Laut den jüngsten Zahlen für häusliche Gewalt waren im Jahr 2023 mehr als 70 Prozent der Betroffenen Frauen und Mädchen. Im Vergleich zum Vorjahr stieg der Wert um 5,6 Prozent auf 180.715 (2022: 171.076), teilte das Bundesfamilienministerium mit. Insgesamt wurden 360 Mädchen und Frauen getötet.

Um geflüchtete Frauen besser vor Gewalt zu bewahren, will die Regierung die Residenzpflicht und Wohnsitzauflage lockern. Diese hindern Betroffene oft daran, vom Täter wegzuziehen.
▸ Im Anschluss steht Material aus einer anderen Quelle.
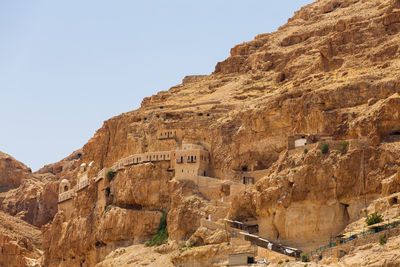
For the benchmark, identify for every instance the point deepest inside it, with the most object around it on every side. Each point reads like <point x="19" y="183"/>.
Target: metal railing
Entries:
<point x="372" y="229"/>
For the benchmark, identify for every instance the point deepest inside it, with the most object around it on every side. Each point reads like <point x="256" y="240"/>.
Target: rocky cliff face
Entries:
<point x="331" y="70"/>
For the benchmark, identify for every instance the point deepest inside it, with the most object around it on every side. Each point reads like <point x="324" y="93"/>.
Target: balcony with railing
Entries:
<point x="65" y="196"/>
<point x="82" y="184"/>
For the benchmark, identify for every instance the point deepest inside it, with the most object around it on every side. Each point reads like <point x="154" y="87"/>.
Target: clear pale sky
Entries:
<point x="67" y="66"/>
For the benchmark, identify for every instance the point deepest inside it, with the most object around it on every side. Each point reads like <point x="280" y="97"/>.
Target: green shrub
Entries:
<point x="161" y="237"/>
<point x="382" y="239"/>
<point x="343" y="147"/>
<point x="110" y="175"/>
<point x="324" y="148"/>
<point x="304" y="257"/>
<point x="374" y="218"/>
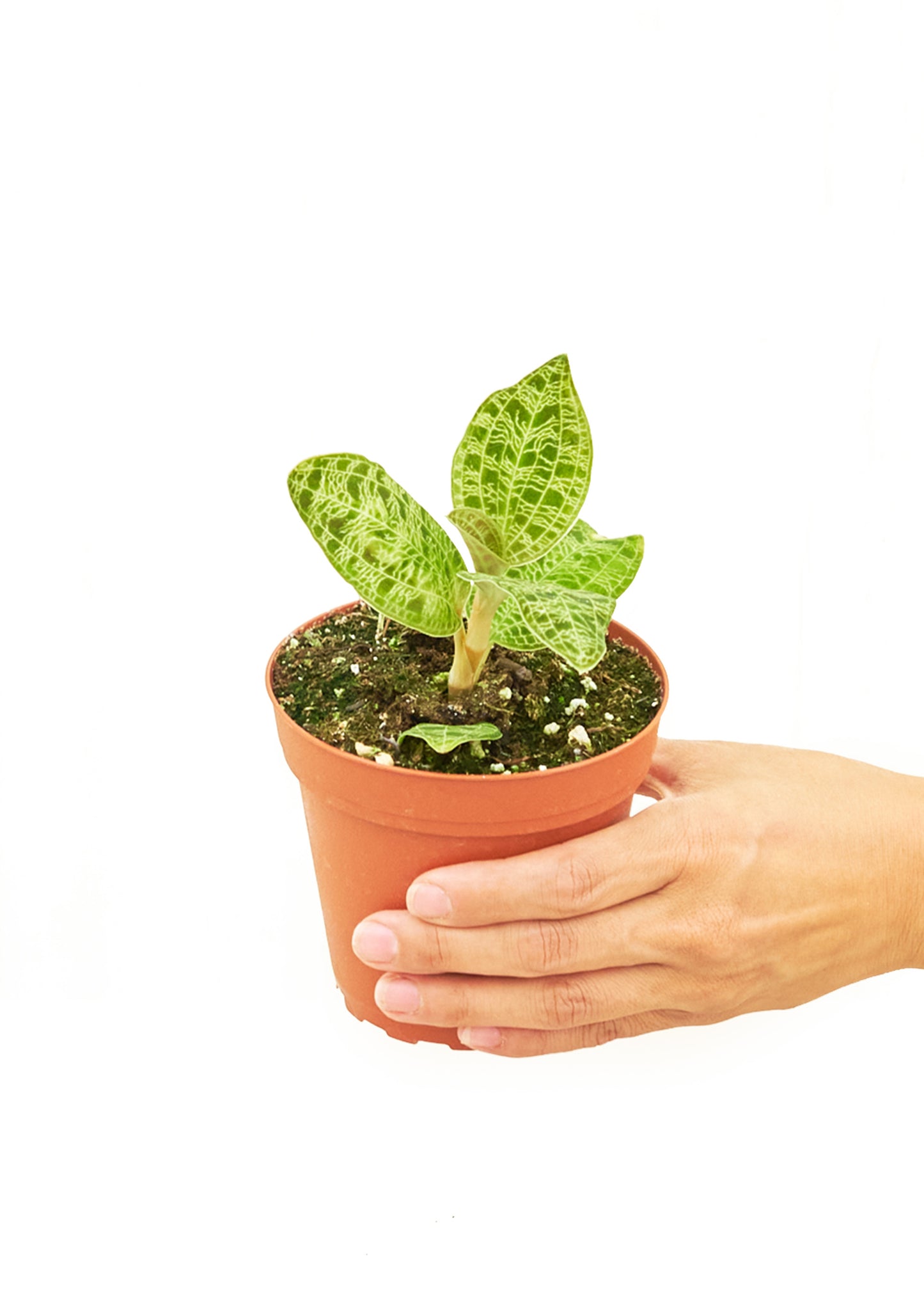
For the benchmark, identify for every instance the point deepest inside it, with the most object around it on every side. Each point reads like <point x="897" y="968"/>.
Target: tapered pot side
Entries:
<point x="374" y="828"/>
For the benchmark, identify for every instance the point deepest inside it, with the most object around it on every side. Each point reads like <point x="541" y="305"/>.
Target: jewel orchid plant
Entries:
<point x="541" y="578"/>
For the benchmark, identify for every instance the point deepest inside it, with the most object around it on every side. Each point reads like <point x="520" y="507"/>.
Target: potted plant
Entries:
<point x="455" y="714"/>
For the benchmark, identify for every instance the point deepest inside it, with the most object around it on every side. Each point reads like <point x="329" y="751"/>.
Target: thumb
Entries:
<point x="680" y="768"/>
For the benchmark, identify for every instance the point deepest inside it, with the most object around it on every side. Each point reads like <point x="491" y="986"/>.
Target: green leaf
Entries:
<point x="390" y="549"/>
<point x="443" y="738"/>
<point x="572" y="623"/>
<point x="524" y="466"/>
<point x="583" y="560"/>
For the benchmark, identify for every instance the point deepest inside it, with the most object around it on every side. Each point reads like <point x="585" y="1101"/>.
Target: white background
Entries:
<point x="237" y="235"/>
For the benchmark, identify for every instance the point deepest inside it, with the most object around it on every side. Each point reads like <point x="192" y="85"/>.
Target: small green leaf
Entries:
<point x="443" y="738"/>
<point x="572" y="623"/>
<point x="390" y="549"/>
<point x="524" y="468"/>
<point x="583" y="560"/>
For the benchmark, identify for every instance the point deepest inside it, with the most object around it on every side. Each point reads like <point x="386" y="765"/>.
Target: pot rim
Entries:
<point x="430" y="774"/>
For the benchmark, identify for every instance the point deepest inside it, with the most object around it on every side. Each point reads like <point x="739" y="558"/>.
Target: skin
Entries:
<point x="762" y="878"/>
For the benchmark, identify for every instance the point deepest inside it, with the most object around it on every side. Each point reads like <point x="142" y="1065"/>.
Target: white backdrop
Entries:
<point x="240" y="235"/>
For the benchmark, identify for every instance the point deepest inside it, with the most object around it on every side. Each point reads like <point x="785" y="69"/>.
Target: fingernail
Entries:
<point x="374" y="942"/>
<point x="399" y="997"/>
<point x="428" y="899"/>
<point x="488" y="1037"/>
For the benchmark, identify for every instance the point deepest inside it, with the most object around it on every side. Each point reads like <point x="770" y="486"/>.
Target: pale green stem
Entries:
<point x="474" y="643"/>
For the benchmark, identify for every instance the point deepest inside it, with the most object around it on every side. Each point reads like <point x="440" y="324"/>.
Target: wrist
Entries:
<point x="911" y="865"/>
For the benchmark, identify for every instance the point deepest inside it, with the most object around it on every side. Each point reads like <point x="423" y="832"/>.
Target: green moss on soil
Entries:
<point x="345" y="685"/>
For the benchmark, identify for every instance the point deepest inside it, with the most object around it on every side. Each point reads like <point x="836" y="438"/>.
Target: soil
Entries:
<point x="348" y="684"/>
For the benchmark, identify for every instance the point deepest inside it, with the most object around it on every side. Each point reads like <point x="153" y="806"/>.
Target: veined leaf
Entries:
<point x="572" y="623"/>
<point x="444" y="738"/>
<point x="583" y="560"/>
<point x="482" y="537"/>
<point x="524" y="465"/>
<point x="390" y="549"/>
Den Strafrahmen für Gruppenvergewaltigungen möchte die Koalition erhöhen und prüfen, inwiefern sich „offensichtlich unerwünschte und erhebliche verbale und nicht-körperliche sexuelle Belästigungen“ härter bestrafen lassen.

 

Gewalt gegen Kinder und Jugendliche

Den Fonds Sexueller Missbrauch und das damit verbundene Ergänzende Hilfesystem (EHS), die Betroffenen eine wichtige, niedrigschwellige Unterstützung bieten, „führen wir unter Beteiligung des Betroffenenrats fort“, schreibt die Koalition. In welchem Umfang und unter welchen Bedingungen, ist allerdings noch ungewiss.
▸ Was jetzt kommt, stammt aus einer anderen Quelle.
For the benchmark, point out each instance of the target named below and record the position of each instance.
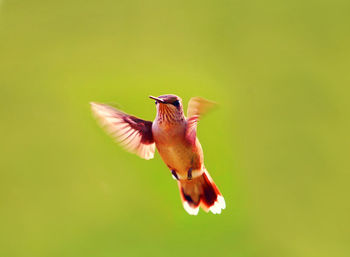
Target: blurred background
(277, 145)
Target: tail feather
(201, 192)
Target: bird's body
(175, 138)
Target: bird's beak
(157, 99)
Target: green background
(277, 145)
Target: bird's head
(169, 107)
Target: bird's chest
(175, 151)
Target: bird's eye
(176, 103)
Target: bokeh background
(277, 145)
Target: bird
(175, 137)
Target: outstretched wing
(132, 133)
(197, 107)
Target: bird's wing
(131, 132)
(197, 107)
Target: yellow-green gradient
(277, 145)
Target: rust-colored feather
(134, 134)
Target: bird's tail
(201, 192)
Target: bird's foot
(189, 174)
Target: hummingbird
(175, 137)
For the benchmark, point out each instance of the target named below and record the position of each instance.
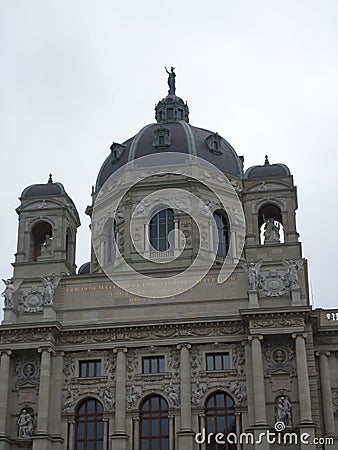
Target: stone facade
(281, 356)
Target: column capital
(255, 336)
(295, 335)
(120, 349)
(180, 346)
(325, 353)
(47, 349)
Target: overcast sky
(77, 75)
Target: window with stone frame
(220, 418)
(154, 426)
(153, 364)
(218, 361)
(89, 425)
(90, 368)
(162, 138)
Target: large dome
(173, 133)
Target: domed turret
(267, 170)
(48, 221)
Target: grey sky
(78, 75)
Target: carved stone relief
(108, 396)
(197, 392)
(238, 359)
(276, 322)
(31, 300)
(279, 357)
(27, 370)
(273, 283)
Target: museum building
(88, 365)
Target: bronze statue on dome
(171, 80)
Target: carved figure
(50, 284)
(133, 396)
(236, 389)
(7, 294)
(25, 423)
(271, 230)
(252, 270)
(172, 394)
(70, 399)
(283, 410)
(292, 272)
(197, 393)
(47, 246)
(108, 398)
(171, 80)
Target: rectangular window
(152, 364)
(161, 140)
(90, 368)
(218, 361)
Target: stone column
(185, 387)
(171, 419)
(4, 392)
(146, 237)
(325, 383)
(44, 391)
(258, 380)
(71, 433)
(41, 440)
(136, 433)
(303, 380)
(105, 433)
(238, 428)
(249, 384)
(120, 436)
(185, 434)
(202, 429)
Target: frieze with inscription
(276, 322)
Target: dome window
(213, 142)
(116, 151)
(162, 138)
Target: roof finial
(171, 80)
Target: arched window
(159, 228)
(89, 425)
(221, 236)
(154, 433)
(41, 233)
(220, 418)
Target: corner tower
(48, 221)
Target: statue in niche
(252, 270)
(47, 246)
(283, 410)
(25, 423)
(172, 394)
(292, 272)
(171, 80)
(7, 294)
(271, 230)
(50, 284)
Die Umsetzung des UBSKM-Gesetzes (Unabhängige Beauftragte für Sexuellen Kindesmissbrauch) will Schwarz-Rot gemeinsam mit den Ländern, Trägern und Einrichtungen unterstützen, vor allem im Hinblick auf die Pflicht der Institutionen, Missbrauchsfälle aufzuarbeiten und Schutzkonzepte zu schaffen.

Die sogenannten Childhood-Häuser in den Ländern – regionale, interdisziplinäre Anlaufstellen für Kinder und Jugendliche, die Gewalt erfahren haben – möchte die Koalition mit Bundesmitteln fördern. Im Sorge- und Umgangsrecht soll häusliche Gewalt künftig stärker zu Lasten des Täters berücksichtigt werden; sie stelle eine Kindeswohlgefährdung dar.
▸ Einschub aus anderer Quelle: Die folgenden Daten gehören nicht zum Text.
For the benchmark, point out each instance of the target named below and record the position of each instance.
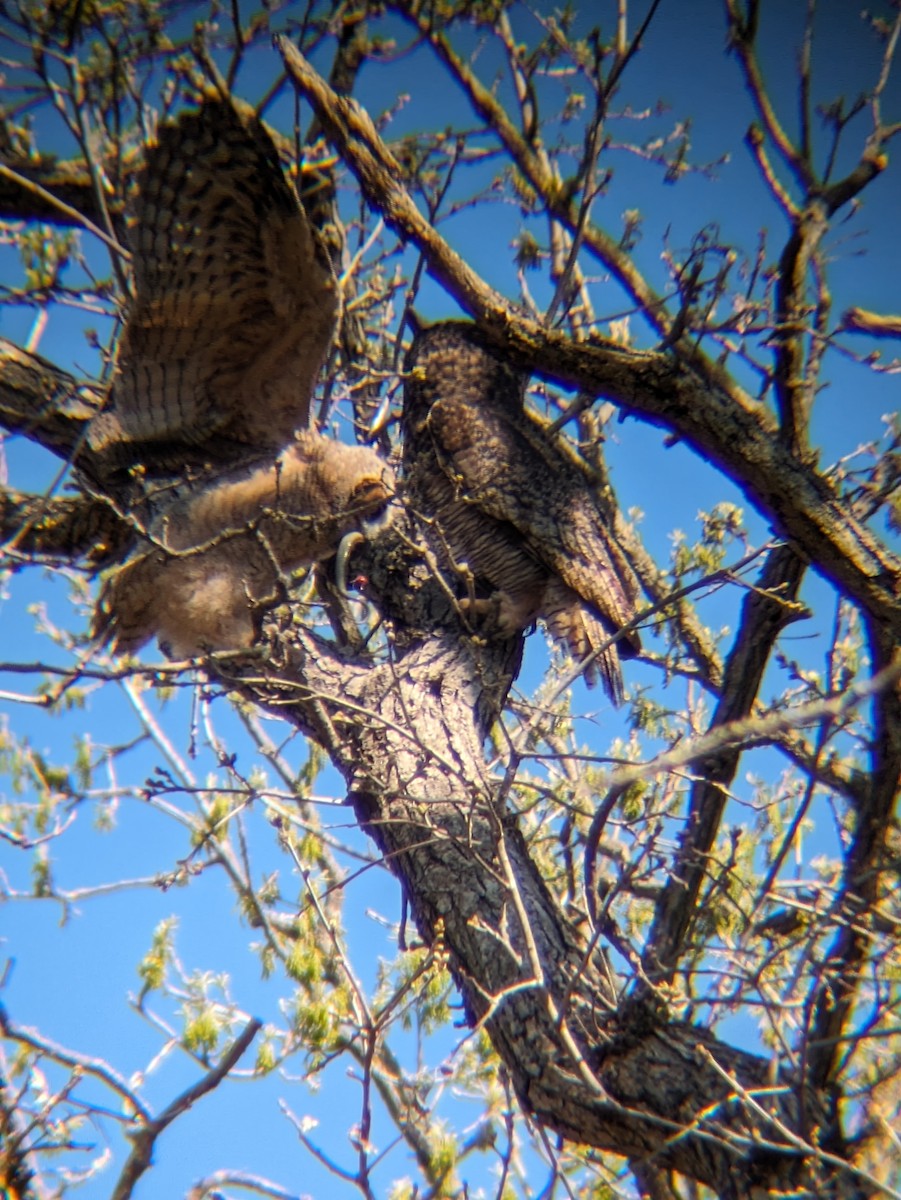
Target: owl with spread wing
(234, 309)
(234, 300)
(505, 510)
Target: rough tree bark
(600, 1067)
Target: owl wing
(235, 301)
(503, 463)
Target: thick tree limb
(694, 399)
(594, 1068)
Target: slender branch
(144, 1139)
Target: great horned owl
(506, 507)
(234, 303)
(220, 555)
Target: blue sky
(71, 978)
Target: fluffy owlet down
(506, 507)
(216, 558)
(234, 303)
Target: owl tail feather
(576, 627)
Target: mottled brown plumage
(218, 557)
(508, 507)
(234, 303)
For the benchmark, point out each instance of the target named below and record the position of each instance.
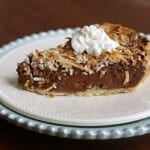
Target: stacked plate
(99, 117)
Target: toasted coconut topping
(131, 51)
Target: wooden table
(22, 17)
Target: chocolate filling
(110, 77)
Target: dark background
(22, 17)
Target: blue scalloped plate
(84, 126)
Ein weiterer wichtiger Punkt ist die geplante Strategie „Kinder- und Jugendschutz in der digitalen Welt“. Ziel sei es, Eltern durch Wissensvermittlung zu stärken und Anbieter in die Pflicht zu nehmen. Schwarz-Rot will sich für eine verpflichtende Altersnachweise und sichere Voreinstellungen bei digitalen Geräten und Angeboten einsetzen.

  • Der WEISSE RING begrüßt die Pläne grundsätzlich, betont aber, auch hier sei die konkrete Ausgestaltung entscheidend.

 

Schutz und Unterstützung für Opfer

Die schon bestehende Kommission zur Reform des Sozialstaates, in der Bund, Länder und Kommunen zusammenarbeiten, wird voraussichtlich im vierten Quartal dieses Jahres ihre Ergebnisse präsentieren. Als Ziele geben Union und SPD etwa „Entbürokratisierung“, „massive Rechtsvereinfachung“ und „rascheren Vollzug“ aus. Sozialleistungen könnten zusammengelegt und pauschalisiert werden.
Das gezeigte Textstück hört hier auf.